Lunar programs would be a great opportunity for any developing nation if handled well by their government; but, many developing nations are beset with corruption scandals. An additional obstacle to any developing nation is the lure of just buying services and products from western companies to further a theoretical lunar program; this is what many developing nations have done previously for terrestrial satellite projects. Whilst this may be an attractive option, as it utilises western experience and established industry, it does not bring any of the development to the nation and may end up in the budget-overrun hell that too many western projects have ended up in recently. This would defeat the main point of the program and would result in little benefit outside the direct impact of the satellites: telecommunication infrastructure and earth observation data.

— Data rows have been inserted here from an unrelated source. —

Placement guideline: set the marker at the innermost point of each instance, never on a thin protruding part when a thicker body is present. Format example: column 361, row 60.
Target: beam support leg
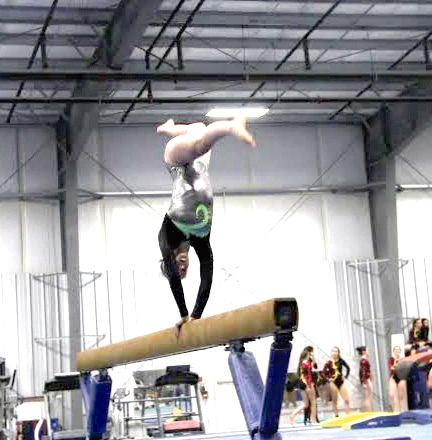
column 96, row 392
column 261, row 405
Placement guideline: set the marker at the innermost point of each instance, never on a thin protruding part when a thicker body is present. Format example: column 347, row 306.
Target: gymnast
column 333, row 371
column 365, row 378
column 189, row 216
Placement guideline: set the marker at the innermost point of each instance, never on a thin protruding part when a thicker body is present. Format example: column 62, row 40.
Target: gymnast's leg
column 205, row 255
column 170, row 238
column 199, row 139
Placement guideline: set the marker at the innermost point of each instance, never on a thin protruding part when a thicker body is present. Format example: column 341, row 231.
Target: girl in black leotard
column 397, row 387
column 189, row 217
column 333, row 369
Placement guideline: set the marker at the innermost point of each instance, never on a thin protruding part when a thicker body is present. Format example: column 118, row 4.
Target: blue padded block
column 249, row 386
column 378, row 422
column 419, row 416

The case is clear for developing nations’ involvement in space exploration and programs like India’s, Israel’s, or Thailand’s are exciting. Such programs drive innovations in low budget space exploration and spread the budding space sector boom to more nations. Developing nations can also leverage the space sector as a tool for national investment in high-class research and development capabilities. The barrier to space is lessening and will continue to do so in the years to come, and developing nations should look to not get left behind.